Jouy (Victor Joseph-Etienne, genaamd de), een Fransch tooneeldichter en prozaschrijver, geboren te Jouy by Versailles in 1764, streed als officier in Fransche dienst eerst in Guyana, vervolgens in Oost-Indië, keerde bij den aanvang der Revolutie in zijn vaderland terug, en nam ook toen weder deel aan den oorlog. Zijne krijgsbedrijven beveiligden hem echter niet tegen de beschuldiging van verraad, en daar men hem ter dood veroordeelde, nam hij de vlugt naar Zwitserland. Eerst na den val van het Schrikbewind keerde hij terug. Weldra echter werd hij in hechtenis genomen, doch weder op vrije voeten gesteld en als vestingskommandant naar Rijssel gezonden.

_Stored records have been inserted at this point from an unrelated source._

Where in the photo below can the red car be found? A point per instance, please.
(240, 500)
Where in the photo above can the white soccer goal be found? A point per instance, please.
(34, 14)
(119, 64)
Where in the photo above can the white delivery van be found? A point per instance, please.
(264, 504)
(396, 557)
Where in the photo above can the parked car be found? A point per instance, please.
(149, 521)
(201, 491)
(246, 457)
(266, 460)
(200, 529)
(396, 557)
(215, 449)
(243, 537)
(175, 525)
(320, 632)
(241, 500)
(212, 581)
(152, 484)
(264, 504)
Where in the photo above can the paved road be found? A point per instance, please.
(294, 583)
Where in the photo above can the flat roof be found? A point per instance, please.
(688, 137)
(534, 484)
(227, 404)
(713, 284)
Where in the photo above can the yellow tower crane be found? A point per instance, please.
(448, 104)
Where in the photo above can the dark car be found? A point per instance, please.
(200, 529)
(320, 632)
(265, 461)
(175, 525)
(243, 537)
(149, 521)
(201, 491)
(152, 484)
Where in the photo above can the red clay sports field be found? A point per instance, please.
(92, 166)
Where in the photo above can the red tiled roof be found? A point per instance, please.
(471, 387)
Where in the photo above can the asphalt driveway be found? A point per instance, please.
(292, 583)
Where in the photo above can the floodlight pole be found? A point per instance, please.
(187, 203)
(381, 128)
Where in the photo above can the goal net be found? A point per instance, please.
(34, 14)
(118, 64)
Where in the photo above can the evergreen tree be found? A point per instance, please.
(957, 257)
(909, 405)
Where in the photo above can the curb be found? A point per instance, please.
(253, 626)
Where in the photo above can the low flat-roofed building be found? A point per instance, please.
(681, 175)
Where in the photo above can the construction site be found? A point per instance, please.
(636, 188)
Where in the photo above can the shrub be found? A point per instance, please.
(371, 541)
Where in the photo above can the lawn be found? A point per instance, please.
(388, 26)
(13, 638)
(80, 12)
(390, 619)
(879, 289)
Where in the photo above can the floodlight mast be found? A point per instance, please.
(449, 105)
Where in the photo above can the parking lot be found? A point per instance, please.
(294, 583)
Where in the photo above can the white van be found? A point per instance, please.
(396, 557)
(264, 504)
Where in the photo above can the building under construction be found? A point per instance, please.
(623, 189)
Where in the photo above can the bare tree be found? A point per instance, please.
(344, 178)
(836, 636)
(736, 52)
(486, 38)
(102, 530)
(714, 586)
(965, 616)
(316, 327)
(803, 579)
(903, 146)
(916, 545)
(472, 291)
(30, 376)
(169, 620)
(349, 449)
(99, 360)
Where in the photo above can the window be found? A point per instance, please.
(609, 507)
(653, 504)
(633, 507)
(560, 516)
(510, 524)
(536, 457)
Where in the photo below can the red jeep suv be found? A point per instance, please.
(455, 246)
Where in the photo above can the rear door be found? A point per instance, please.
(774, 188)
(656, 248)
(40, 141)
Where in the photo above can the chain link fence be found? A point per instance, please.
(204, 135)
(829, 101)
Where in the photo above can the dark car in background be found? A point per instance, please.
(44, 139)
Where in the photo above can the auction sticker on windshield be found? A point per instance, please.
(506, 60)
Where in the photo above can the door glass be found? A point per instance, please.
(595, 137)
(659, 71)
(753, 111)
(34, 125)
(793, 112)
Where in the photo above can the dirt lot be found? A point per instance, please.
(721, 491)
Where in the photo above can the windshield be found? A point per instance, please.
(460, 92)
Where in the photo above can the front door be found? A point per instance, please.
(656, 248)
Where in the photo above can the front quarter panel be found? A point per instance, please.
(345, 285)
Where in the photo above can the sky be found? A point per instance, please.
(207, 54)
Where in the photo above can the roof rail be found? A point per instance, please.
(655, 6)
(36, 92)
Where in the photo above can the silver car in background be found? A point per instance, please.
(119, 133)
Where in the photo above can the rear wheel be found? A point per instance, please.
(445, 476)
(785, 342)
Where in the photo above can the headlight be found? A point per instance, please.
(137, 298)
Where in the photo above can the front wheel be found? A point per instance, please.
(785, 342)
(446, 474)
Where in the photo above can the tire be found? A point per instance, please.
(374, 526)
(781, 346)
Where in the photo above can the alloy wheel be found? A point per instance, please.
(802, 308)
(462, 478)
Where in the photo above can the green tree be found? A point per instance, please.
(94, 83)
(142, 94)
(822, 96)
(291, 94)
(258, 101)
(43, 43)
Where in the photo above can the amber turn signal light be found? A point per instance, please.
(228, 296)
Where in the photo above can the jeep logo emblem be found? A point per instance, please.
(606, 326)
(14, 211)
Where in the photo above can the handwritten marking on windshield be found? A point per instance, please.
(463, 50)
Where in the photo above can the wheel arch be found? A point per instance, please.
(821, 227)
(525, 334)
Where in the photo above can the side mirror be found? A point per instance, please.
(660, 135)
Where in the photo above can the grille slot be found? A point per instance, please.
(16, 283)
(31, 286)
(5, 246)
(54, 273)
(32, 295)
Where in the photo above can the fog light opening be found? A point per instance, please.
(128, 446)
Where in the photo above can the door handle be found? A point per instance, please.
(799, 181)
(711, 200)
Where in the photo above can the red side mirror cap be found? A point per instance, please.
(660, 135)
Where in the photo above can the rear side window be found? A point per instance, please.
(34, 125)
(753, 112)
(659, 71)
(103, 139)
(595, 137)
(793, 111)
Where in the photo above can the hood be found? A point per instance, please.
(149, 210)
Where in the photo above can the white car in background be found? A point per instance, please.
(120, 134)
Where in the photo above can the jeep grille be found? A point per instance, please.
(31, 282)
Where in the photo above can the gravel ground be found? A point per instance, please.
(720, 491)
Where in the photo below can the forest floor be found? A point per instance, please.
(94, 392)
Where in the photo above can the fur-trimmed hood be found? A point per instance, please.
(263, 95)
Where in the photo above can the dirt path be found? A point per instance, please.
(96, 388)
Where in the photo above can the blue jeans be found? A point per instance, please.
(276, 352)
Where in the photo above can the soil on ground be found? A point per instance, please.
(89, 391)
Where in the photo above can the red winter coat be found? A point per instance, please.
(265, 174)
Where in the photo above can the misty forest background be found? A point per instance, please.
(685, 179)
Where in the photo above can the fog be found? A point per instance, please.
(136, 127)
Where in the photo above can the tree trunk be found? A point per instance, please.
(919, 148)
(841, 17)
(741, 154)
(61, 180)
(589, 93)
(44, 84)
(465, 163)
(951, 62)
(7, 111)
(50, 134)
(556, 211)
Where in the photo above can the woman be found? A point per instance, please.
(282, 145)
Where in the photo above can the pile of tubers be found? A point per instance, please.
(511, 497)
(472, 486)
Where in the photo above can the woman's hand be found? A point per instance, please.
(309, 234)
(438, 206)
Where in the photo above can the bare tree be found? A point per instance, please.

Naauwelijks was hij daar, toen men hem, als beschuldigd van zamenspanning met Engeland, wederom in den kerker wierp, doch door tusschenkomst zijner vrienden herkreeg hij de vrijheid. In 1797 nam hij zijn ontslag en aanvaardde eene administratieve betrekking, die hij echter weldra liet varen, om zich uitsluitend aan de letterkunde te wijden. In 1798 maakte hij zich bekend door eenige novellen en goede vaudevilles en schreef vervolgens operateksten. Nadat zijne „Vestaalsche maagd (1807)” grooten bijval verworven had, verschenen: „Ferdinand Cortez (1809)”, — „Les Bayadères (1810)”, — „Les Amazones (1812)”, — „Les Abencerrages (1813)”, — en „Tippo Saïb”, In 1812 schreef hij: „L’Hermite de la Chaussée d’Antin” in de „Gazette de Franco”, en zoowel dit werk (1812—1814, 5 dln), als L’Hermite de Guiane (1816, 3 dln)”, — „L’Hermite en province (1818—1827, 14 dln)”, — „Les Hermites en prison (1823, 2 dln)” en „Les Hermites en liberté (1824, 2 dln)”, verwierven de gunst van het publiek. Daarin werden vlugtige schetsen geleverd van de omstandigheden, zeden en gewoonten van dien tijd. In 1815 werd hij lid der Académie.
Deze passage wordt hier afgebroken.